Une collaboration possible grâce à la plate-forme InriaTECH

C'est grâce au pôle de compétitivité Matikem que l'aventure a démarré. « TDR avait sollicité Matikem pour trouver des contacts susceptibles de répondre à sa demande et de notre côté nous leur avions présenté Defrost qui souhaitait s'attaquer à un cas concret pour valoriser ses travaux sur la robotique déformable. Et les équipes de Matikem ont fait le lieu entre les deux parties », explique Jean-François Bouin, chargé de partenariats et de projets d’innovation au sein de la plate-forme InriaTECH qui rassemble depuis quatre ans ingénieurs et chargés d'affaire pour favoriser les projets de transferts industriels vers les entreprises de la région Hauts-de-France.

Lancé en juin 2017, le projet s'est déroulé sur huit mois, un délai serré, typique des collaborations accompagnées par InriaTECH. « C'est un point essentiel pour les entreprises qui veulent travailler avec Inria et qui ont besoin de réponses réactives, précise Jean-François Bouin.

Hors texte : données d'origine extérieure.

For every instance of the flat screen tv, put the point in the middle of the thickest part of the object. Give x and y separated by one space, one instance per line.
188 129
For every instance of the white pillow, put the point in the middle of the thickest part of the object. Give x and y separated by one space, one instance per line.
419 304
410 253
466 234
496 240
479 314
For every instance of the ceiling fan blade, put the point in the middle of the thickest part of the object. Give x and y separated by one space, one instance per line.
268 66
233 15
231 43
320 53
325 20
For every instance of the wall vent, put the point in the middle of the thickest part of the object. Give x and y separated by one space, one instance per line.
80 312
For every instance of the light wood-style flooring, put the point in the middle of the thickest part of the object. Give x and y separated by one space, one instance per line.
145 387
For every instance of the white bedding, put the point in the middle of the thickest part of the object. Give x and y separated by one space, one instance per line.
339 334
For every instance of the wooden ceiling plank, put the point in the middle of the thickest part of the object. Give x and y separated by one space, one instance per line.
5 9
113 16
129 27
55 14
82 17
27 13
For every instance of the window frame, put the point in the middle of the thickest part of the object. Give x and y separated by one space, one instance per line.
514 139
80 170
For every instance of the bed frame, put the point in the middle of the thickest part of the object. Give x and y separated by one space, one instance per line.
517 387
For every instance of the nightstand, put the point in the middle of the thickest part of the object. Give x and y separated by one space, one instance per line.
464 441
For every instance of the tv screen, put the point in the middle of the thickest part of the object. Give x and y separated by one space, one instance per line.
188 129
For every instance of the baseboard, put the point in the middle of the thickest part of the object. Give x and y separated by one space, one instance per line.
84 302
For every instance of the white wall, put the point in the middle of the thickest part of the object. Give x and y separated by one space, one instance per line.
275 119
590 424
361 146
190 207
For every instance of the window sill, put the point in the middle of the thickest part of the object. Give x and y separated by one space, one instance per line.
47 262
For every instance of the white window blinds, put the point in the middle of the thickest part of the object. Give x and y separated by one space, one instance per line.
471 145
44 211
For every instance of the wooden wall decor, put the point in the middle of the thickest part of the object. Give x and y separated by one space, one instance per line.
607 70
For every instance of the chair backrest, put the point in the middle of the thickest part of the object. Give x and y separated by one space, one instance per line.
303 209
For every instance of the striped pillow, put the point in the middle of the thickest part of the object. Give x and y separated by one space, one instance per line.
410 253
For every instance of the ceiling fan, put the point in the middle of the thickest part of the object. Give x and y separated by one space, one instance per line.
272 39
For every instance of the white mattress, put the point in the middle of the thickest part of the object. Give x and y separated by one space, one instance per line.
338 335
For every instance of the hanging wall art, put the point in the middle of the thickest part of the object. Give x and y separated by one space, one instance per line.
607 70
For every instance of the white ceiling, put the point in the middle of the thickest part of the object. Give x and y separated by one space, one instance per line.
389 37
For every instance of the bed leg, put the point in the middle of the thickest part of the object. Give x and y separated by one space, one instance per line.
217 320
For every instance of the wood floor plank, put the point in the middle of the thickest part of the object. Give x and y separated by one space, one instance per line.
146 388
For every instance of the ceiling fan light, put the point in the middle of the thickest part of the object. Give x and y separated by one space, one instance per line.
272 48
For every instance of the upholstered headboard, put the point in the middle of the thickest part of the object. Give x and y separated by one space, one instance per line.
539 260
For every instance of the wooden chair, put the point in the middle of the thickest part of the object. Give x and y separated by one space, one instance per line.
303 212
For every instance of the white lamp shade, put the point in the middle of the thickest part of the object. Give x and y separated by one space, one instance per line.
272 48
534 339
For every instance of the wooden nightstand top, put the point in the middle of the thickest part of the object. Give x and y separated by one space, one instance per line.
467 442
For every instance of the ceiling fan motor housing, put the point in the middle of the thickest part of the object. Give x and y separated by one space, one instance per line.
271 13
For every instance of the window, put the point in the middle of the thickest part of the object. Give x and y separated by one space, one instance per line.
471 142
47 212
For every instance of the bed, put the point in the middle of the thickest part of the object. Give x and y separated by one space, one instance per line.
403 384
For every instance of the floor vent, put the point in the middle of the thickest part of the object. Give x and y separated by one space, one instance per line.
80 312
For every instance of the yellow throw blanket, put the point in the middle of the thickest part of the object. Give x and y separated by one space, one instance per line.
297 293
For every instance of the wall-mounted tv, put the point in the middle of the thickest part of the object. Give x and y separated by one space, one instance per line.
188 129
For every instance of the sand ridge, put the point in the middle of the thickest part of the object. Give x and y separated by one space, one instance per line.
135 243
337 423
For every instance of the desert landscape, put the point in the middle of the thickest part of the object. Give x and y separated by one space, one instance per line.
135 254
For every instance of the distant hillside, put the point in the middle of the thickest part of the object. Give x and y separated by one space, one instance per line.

C'est d'ailleurs pour répondre à ces enjeux qu'InriaTECH dispose de sa propre équipe d'ingénieurs, formés pour renforcer les différentes équipes-projet Inria au fil des projets de transfert industriel. »

 

Du problème à la solution

« La première étape de notre travail commun a consisté à définir précisément le problème que nous devions résoudre, ajoute Christian Duriez. En l'occurrence il s’agissait d’élaborer un concept de préhenseur capable de prendre un objet dont on ne connait pas le positionnement précisément. Il fallait que ce concept soit générique pour ne pas redévelopper le préhenseur de zéro à chaque fois. Nous avons utilisé un cas d’usage concret - les flacons à parfum - en partant d’un besoin réel de TDR – qui nous a amené à développer un concept de préhenseur à rigidité progressive : mou quand il saisit l'objet puis qui se rigidifie peu à peu pour le positionner de manière précise. » Initialement muni de sortes de pétales en silicone, le préhenseur s'est finalement vu doter de doigts en nylon imprimé qui se referment via la descente d'une bague elle-même imprimée en fonction de la forme de l'objet à saisir.

Et maintenant ?

Aujourd'hui le prototype est finalisé et fin prêt pour prendre place parmi les démonstrateurs qui seront exposés dans le showroom qu'Inria Lille inaugurera à la fin de l'année. « Nous lancerons la commercialisation dans la foulée de cette inauguration, dans un premier temps à destination des robots collaboratifs avant, sans doute, une ouverture à la robotique industrielle, ajoute Dominique Watier. Mais pour autant ce ne sera sans doute pas un point final à la collaboration nouée avec Defrost. En effet l'usine du futur est un univers très vaste qui ne demande qu'à être exploré… Nous sommes déjà en train de réfléchir à de nouvelles idées que nous pourrions développer avec Defrost ! »

*L’équipe-projet Inria Defrost est commune avec Centrale Lille, l’Université de Lille, le CNRS. Au sein de l'UMR 9189 CNRS-Centrale Lille-Université de Lille, CRIStAL.